The characterization algorithm helps us better measure the properties of oscillatory bursts, which is important for evaluating the performance of a detection algorithm on specific individuals or brain states. In particular, we get distributions of burst amplitude, frequency, and bandwidth. We found variability in these across individuals for gamma in the BLA. Mean frequency of gamma bursts varied from 57 to 72 Hz, and the bandwidth of gamma ranged from 16 to 68 Hz. These individual differences are not entirely surprising. Indeed, there is a strong non-additive genetic component that influences the expression of gamma. This was examined in a study of monozygotic (identical) and dizygotic (fraternal) twins [32]. It was found that visually evoked gamma oscillations were virtually identical for monozygotic twins, but not so for dizygotic. Given that both sets of twins had the same parents and upbringing, it was suggested that a strong synergistic genetic component determined the properties of gamma.

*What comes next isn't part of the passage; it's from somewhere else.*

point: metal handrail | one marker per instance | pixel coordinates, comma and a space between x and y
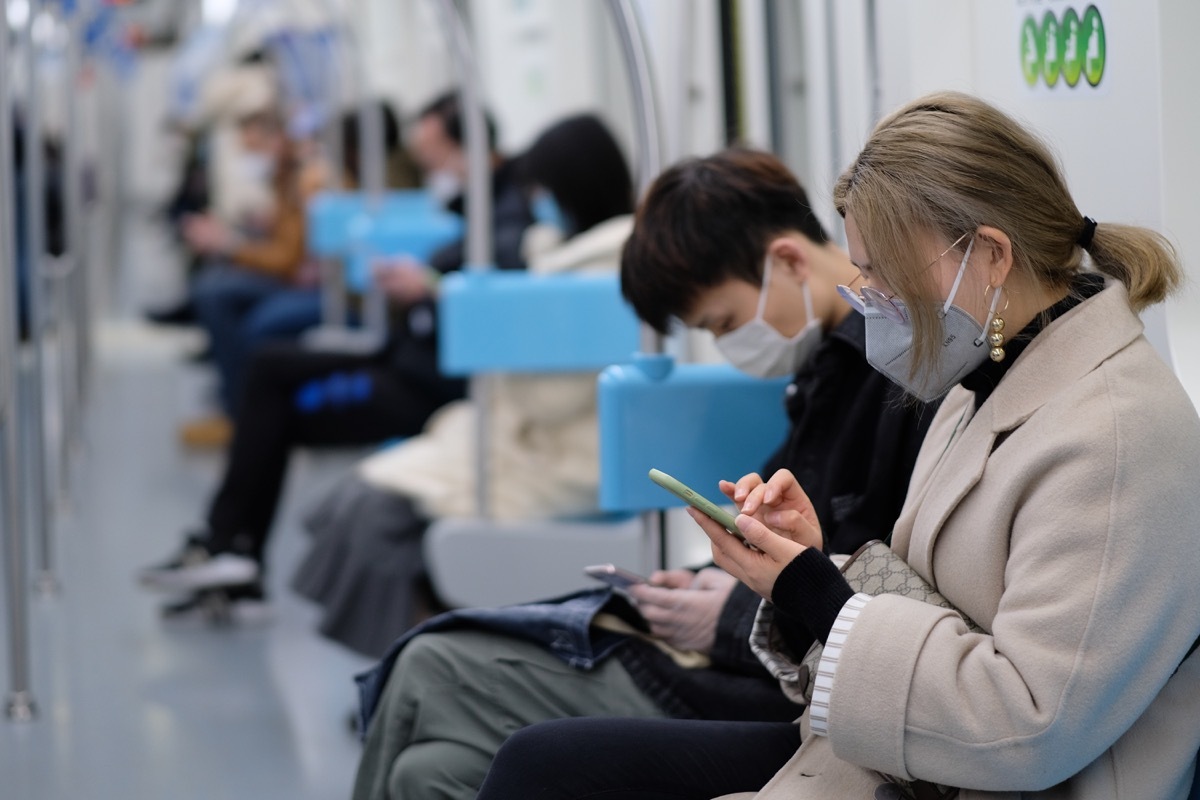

Similar results were obtained with other EEG rhythms [33].
Since gamma has been associated with numerous cognitive processes, this variability may be behaviorally important, [4]. One such process is perceptual binding, where spatially distributed visual features must be integrated to perceive a unitary visual object [34]. Mooney faces, solid black and white images of faces, are stimuli that tap into this ability [35]. Patients with schizophrenia have difficulty recognizing these faces, and this is correlated with diminished gamma oscillations [36]. Moreover, artificially increasing or decreasing gamma power bidirectionally affects memory processing [37].
Besides power and amplitude, variations in oscillatory burst frequency and duration are also important. The frequency of an oscillatory burst is associated with different information processing regimes. Oscillatory bursts in the gamma and beta frequency ranges are induced during distinct phases of a working memory task, with gamma bursts reflecting stimulus encoding and updating, while beta are associated with an idling state [6]. The duration of oscillatory bursts also matters. During quiet resting states and sleep, hippocampal CA1 emits high frequency oscillatory bursts (~150 Hz), known as ripples [38] that are enhanced during cortical communication [39]. Disrupting them experimentally impairs memory consolidation [40]. Importantly, longer duration ripple bursts are associated with memory formation and artificially lengthening them improved spatial working memory [13].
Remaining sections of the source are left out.